Showing posts with label Sun Ra. Show all posts
Showing posts with label Sun Ra. Show all posts

Thursday, 25 December 2014

It's Christmas Time


The Number One Son is spending some time with me and his mother this Christmas.

He's opened a few goodies and already it's looking like a good haul; these three lovely mini canvases were unwrapped early doors. Sun Ra fans will recognise the top one. And regular readers will know that James plays in a rather good Sun Ra Arkestra.

Happy Christmas James!


Saturday, 19 October 2013

The One After 808


Sun Ra

Graham Massey, Madchester legend and the brains behind 808 State has put together a new combo. The one time Acid guru has collected a dozen of Manchester's finest, scooped 'em up and shared with them his love of Saturn dweller and jazz polymath Sun Ra: The Part Time Heliocentric Cosmo Drama After School Club are a twelve piece ensemble who, under Massey's orchestration, are currently tearing up venues in the North West. And one look at this video from their recent Liverpool gig will testify that the experience leaves everyone in the room shaken and stirred. The young lad on keys (front right) a.k.a. The Number One Son - who when he joined the band tweeted 'I've joined a cult' - tells me they hope to be recording an album real soon.
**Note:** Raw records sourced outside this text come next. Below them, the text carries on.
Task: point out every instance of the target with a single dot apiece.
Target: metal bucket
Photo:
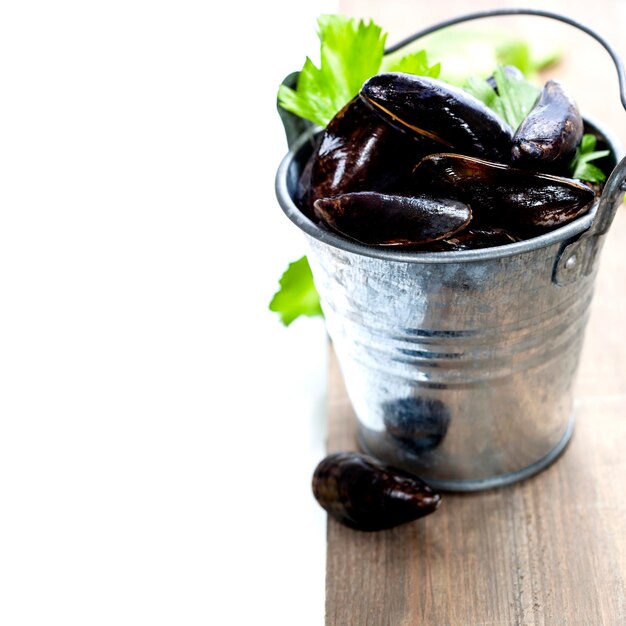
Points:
(460, 365)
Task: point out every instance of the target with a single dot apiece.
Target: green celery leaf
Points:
(516, 52)
(516, 97)
(297, 294)
(414, 63)
(350, 52)
(581, 167)
(482, 90)
(512, 102)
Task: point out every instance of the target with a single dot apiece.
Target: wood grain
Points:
(550, 550)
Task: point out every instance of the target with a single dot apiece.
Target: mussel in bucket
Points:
(451, 117)
(359, 151)
(393, 220)
(502, 195)
(547, 138)
(415, 163)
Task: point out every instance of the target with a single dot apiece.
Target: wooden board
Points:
(550, 550)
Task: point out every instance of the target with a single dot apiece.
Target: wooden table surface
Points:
(549, 550)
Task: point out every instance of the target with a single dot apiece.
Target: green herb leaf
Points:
(518, 52)
(414, 63)
(350, 53)
(581, 167)
(297, 294)
(514, 99)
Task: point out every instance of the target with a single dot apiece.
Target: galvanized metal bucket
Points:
(460, 365)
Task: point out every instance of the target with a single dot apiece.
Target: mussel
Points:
(445, 114)
(364, 494)
(503, 196)
(392, 220)
(358, 151)
(475, 238)
(547, 138)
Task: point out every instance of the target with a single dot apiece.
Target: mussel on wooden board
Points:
(392, 220)
(501, 195)
(364, 494)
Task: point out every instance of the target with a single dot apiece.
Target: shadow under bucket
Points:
(460, 365)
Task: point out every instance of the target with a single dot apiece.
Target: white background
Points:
(158, 427)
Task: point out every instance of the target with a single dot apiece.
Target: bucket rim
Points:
(564, 233)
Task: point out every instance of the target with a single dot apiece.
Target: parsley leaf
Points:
(297, 294)
(414, 63)
(581, 167)
(350, 52)
(513, 100)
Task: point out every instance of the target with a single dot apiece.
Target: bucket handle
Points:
(575, 258)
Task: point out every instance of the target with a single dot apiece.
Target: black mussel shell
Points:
(453, 118)
(504, 196)
(364, 494)
(392, 220)
(358, 151)
(546, 140)
(419, 423)
(474, 238)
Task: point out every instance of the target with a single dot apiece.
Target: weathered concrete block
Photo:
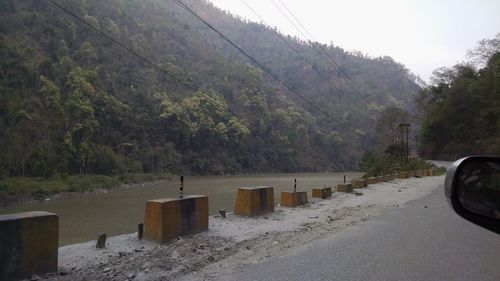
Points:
(344, 187)
(293, 199)
(371, 180)
(169, 218)
(358, 183)
(254, 201)
(322, 193)
(28, 244)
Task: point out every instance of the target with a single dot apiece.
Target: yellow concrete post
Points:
(254, 201)
(293, 199)
(169, 218)
(344, 187)
(322, 193)
(358, 183)
(371, 180)
(28, 244)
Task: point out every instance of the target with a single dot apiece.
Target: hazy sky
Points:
(421, 34)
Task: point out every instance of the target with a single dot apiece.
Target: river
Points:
(117, 212)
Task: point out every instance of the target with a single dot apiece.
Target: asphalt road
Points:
(407, 243)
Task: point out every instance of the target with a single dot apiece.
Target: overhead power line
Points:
(320, 51)
(157, 67)
(131, 51)
(324, 76)
(261, 65)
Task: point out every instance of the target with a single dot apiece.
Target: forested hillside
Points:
(461, 108)
(73, 102)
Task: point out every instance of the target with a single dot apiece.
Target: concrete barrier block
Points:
(169, 218)
(322, 193)
(293, 199)
(358, 183)
(28, 244)
(254, 201)
(371, 180)
(344, 187)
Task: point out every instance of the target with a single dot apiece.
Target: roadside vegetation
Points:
(383, 164)
(461, 107)
(19, 189)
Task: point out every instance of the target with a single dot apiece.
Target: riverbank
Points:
(235, 242)
(25, 190)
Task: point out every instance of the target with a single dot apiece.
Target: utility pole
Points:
(401, 128)
(416, 144)
(405, 149)
(407, 144)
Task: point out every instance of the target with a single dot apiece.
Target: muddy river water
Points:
(116, 212)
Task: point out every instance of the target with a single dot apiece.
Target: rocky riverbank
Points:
(235, 242)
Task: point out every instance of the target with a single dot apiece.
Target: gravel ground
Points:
(234, 242)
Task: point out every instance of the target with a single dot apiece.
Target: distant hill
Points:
(74, 102)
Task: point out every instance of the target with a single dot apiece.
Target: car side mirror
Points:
(472, 187)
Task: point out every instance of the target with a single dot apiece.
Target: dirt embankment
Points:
(235, 242)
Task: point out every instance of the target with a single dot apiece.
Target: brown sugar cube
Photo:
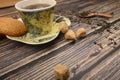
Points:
(63, 27)
(61, 72)
(70, 35)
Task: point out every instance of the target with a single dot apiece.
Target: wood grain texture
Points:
(93, 57)
(7, 3)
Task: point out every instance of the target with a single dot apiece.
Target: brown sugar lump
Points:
(63, 27)
(70, 35)
(81, 32)
(61, 72)
(12, 27)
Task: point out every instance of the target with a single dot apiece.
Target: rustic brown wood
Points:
(94, 57)
(7, 3)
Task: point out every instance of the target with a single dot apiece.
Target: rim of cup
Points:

Wednesday, 11 September 2013

Special


It was all a bit tragic when Terry Hall dug out his Alexi Sayle suit from the back of the wardrobe and pretended to be twenty years old again. The Specials weren’t designed for the 21st Century;  at least not without Jerry Dammers. They weren’t railing against anything. And if Dammers - their leader, their mentor, their one time friend (it was his band, after all) - had been asked to join the party he would sure as hell have breathed new life and new arrangements into their tired repertoire; imagine full blown orchestral versions of Nite Klub or Little Bitch: Sun Ra meets 2 Tone.

And it's not as if Hall doesn't know a thing or two about rearranging older material. His reworking of Todd Rundgren’s I Saw The Light and Music To Watch Girls by, the Andy Williams lounge classic, are nothing short of sublime. And as for his 1994 take on Bacharach and David’s This Guy’s In Love With You. Now that is special.